Singer and songwriter Parker Millsap tears it up on our upcoming ACL Presents: Americana Music Festival 2016 special, airing November 19th, and that standout performance was enough for us to ask him to come do his own appearance on our show. The young Oklahoma native has set the Americana world on fire with his songs, his voice and his live show, and this taping – which we streamed live – showed exactly why.

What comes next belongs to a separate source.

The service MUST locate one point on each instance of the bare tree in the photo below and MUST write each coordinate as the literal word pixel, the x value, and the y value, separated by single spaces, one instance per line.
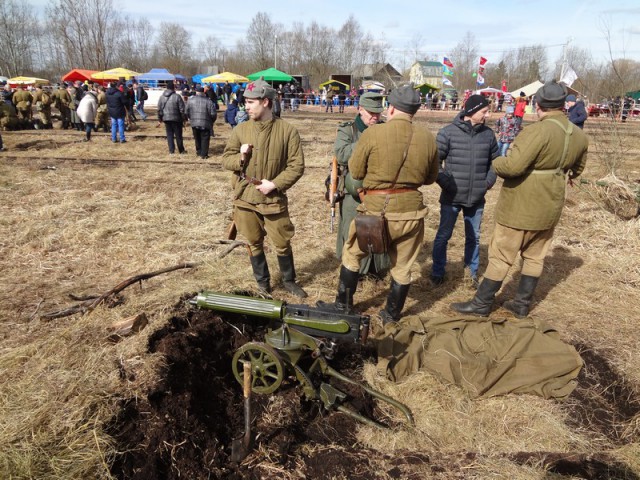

Taking the stage with his backing trio, Millsap mentioned how he used to watch ACL with his father on Thursday nights on OETA in Oklahoma. He then launched into the title track of his latest album The Very Last Day, a jumpy tune about nuclear annihilation. The rocking, Steve Earle-esque “Hands Up” chronicled a gas station stick up, starring a robber more desperate than diabolical. Following band introductions, Millsap introduced the bluesy “Palisade,” the title tune from his 2012 debut and a showcase for Daniel Foulks’ gypsy fiddle. The quartet then dug into the repertoire of old-time banjoist Charlie Poole for a blues-soaked take on the classic “Hesitation Blues,” a great showcase of Millsap’s gritty howl. He followed with the Bo Diddley-beat of “Pining,” another tune from The Very Last Day. Then it was time for a show-stopper: the NPR favorite “Heaven Sent,” a heart-wrenching ballad about a young gay man in Oklahoma struggling for his Christian father’s acceptance. The audience justifiably applauded wildly.
Millsap and company followed that heavy tune with “Truck Stop Gospel,” a frisky rocker that garnered cheers as soon as he announced it. His band then quit the stage as Millsap donned an acoustic guitar for “A Little Fire,” a folk ballad that showed off his fingerpicking skills. Another guitar switch and the return of his backup musicians led into “Your Water,” a new country-pop song he wrote with Wimberly native and ACL two-timer Sarah Jarosz. Millsap then gave us another brand new song, the midtempo 70s-style pop/rock tune “Other Arrangements.” which pushed his voice into a winsome falsetto. “Morning Blues” followed a similar, if bluesier, tack. “Quite Contrary,” however, added a shuffling rock beat as Millsap subverted nursery rhymes in telling the stories of Oklahoma meth addicts. Foulks then switched out his fiddle for a guitar on “Wherever You Are,” a bluesy folk rocker. Millsap and band ended the main set with a cover of Mississippi Fred McDowell’s “You Gotta Move,” the classic blues song that served as another showcase for both Foulks’ ragged lyricism and Millsap’s remarkable voice. That one-two punch brought the house down.
But of course it wasn’t over. Millsap and the trio returned to the stage for “Hades Pleads,” a choogling rocker in which Death tries to get laid via Millsap’s Plantesque wail. After that triumph, the band took its bows to well-deserved applause. It was a breakout performance by a young artist deserving of all the kudos coming his way, and we can’t wait for you to see it when it airs early next year as part of our Season 42 on your local PBS station.